On Monday, Aker ASA—the 180-year-old shipping, fishing, energy and manufacturing multinational that is Norway’s 11th largest company by revenue (and 5th largest by market capitalization)—announced that it is launching a new Bitcoin subsidiary. The new firm, Seetee—a nod to the phrase “contraterrene,” or anti-matter, (abbreviated CT)—will be seeded with half a billion Norwegian fiat kroner, making Aker ASA the first major Scandinavian country to allocate to Bitcoin
According to Aker ASA Kjell Inge Røkke said the venture’s initial capitalization is expected to “increase significantly over time” as Seetee gains experience and identifies new opportunities. Seetee itself is being established under a holding company that is 90.1 percent owned by Aker Capital.
In a 23-page letter to shareholders on Monday, Røkke—Norway’s fifth-richest man and a charismatic media figure—set forth his company’s rationale for allocating to cryptocurrency, which he says is based on a three-part strategy.
True passion!
First, he said, Bitcoin has been designated Seetee’s treasury asset, making the company a holder (or, in crypto parlance, a “hodler”) as opposed to an active trader of cryptocurrency.
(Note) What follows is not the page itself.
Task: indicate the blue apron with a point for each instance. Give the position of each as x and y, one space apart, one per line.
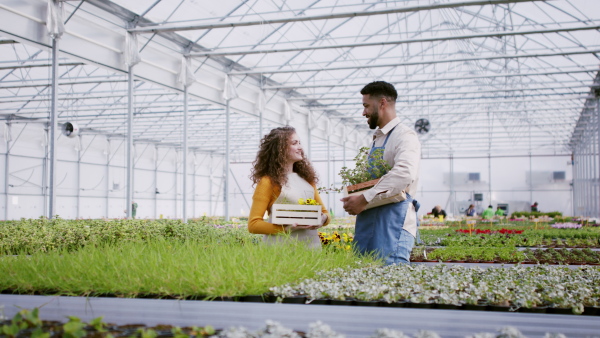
380 230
Second, Seetee will engage in mining operations to transfer stranded or intermittent electricity without stable demand locally—e.g. wind, solar, and hydro power— to economic assets that can be used anywhere. Røkke said his firm sees Bitcoin functioning like “a load-balancing economic battery,” batteries being “essential to the energy transition required to reach the targets of the Paris Agreement.”
Finally, Røkke wrote, Seetee will build and invest in projects and companies across Bitcoin’s ecosystem. “This is where our true passion is!” he declared.
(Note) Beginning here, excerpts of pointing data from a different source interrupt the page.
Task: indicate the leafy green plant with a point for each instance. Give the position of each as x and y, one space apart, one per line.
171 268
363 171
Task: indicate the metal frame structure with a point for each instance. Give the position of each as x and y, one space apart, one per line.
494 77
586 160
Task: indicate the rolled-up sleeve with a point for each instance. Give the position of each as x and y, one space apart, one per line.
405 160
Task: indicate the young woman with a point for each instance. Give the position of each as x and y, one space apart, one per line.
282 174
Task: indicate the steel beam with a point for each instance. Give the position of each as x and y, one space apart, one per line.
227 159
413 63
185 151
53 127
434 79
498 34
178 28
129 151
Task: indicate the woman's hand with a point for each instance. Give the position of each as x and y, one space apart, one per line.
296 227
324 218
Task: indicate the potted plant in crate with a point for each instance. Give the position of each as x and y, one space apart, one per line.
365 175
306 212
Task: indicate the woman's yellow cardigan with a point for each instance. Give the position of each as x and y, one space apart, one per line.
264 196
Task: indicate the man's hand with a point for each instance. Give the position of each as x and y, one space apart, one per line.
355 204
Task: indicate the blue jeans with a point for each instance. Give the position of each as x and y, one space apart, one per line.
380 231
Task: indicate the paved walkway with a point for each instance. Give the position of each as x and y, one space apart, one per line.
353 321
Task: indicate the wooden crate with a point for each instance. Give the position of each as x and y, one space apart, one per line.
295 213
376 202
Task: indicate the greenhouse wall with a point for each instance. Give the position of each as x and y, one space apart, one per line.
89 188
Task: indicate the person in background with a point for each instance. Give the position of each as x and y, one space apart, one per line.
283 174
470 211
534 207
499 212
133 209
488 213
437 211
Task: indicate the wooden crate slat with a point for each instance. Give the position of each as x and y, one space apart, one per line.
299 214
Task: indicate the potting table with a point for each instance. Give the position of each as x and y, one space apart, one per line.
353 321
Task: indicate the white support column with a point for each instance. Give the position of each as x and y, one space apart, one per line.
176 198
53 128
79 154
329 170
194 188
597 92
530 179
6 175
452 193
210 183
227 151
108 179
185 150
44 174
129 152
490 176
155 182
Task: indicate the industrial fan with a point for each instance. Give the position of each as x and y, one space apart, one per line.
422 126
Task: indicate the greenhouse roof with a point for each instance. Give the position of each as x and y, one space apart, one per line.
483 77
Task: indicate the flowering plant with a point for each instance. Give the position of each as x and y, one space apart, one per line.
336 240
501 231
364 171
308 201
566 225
Seetee has already launched a collaboration agreement with Bitcoin and blockchain infrastructure firm Blockstream, with an initially focus on mining operations, but later building on Blockstream’s unique strengths in blockchain technology and Aker’s industrial legacy and capability set.
“Bitcoin may still go to zero,” Røkke acknowledged in Monday’s shareholder letter. “But it can also become the core of a new monetary architecture. If so, one bitcoin may be worth millions of dollars. The asymmetry is interesting to a portfolio. People who know the most about bitcoin believe its future success is nearly inevitable. Whereas the other camp thinks that its failure is equally certain. Status quo is not possible.”
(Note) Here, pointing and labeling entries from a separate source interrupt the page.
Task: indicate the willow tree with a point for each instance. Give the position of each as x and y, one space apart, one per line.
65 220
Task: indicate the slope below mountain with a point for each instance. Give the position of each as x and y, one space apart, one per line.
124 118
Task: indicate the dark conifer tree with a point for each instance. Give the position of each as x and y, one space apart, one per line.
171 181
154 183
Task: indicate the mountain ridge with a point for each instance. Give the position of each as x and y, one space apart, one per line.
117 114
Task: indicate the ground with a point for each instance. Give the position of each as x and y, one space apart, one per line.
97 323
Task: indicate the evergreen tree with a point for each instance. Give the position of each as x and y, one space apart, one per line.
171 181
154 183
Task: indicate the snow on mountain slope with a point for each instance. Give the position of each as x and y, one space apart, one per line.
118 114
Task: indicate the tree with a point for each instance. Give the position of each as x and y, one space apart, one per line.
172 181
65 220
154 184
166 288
In any case, the sensationalistic Bitcoin venture could be a valuable (and necessary) hedge for Aker ASA. The company, whose exposures to offshore oil and shipping left it hard hit by the initial wave of covid-19, lost 52 percent of its equity value in the first three months of 2020. Its fiscal fourth quarter and full year 2020 report, released late last month, showed the company’s net asset value ended the year at $53.4 billion (about $6.3 billion), up 75 percent from the previous quarter and the largest quarterly increase ever recorded in the company’s history. Upon that release, Aker ASA President and CEO Øyvind Eriksen attributed the rapid recovery to its flexibility.
“As proven in the last few months, the ability to continuously adapt is in Aker’s DNA,” Eriksen said, adding that Aker ASA had made a “step change” in its portfolio, rapidly diversifying and staking positions in renewable energy, green technology and “increasingly allocating more resources and capital to digitalization and industrial software.”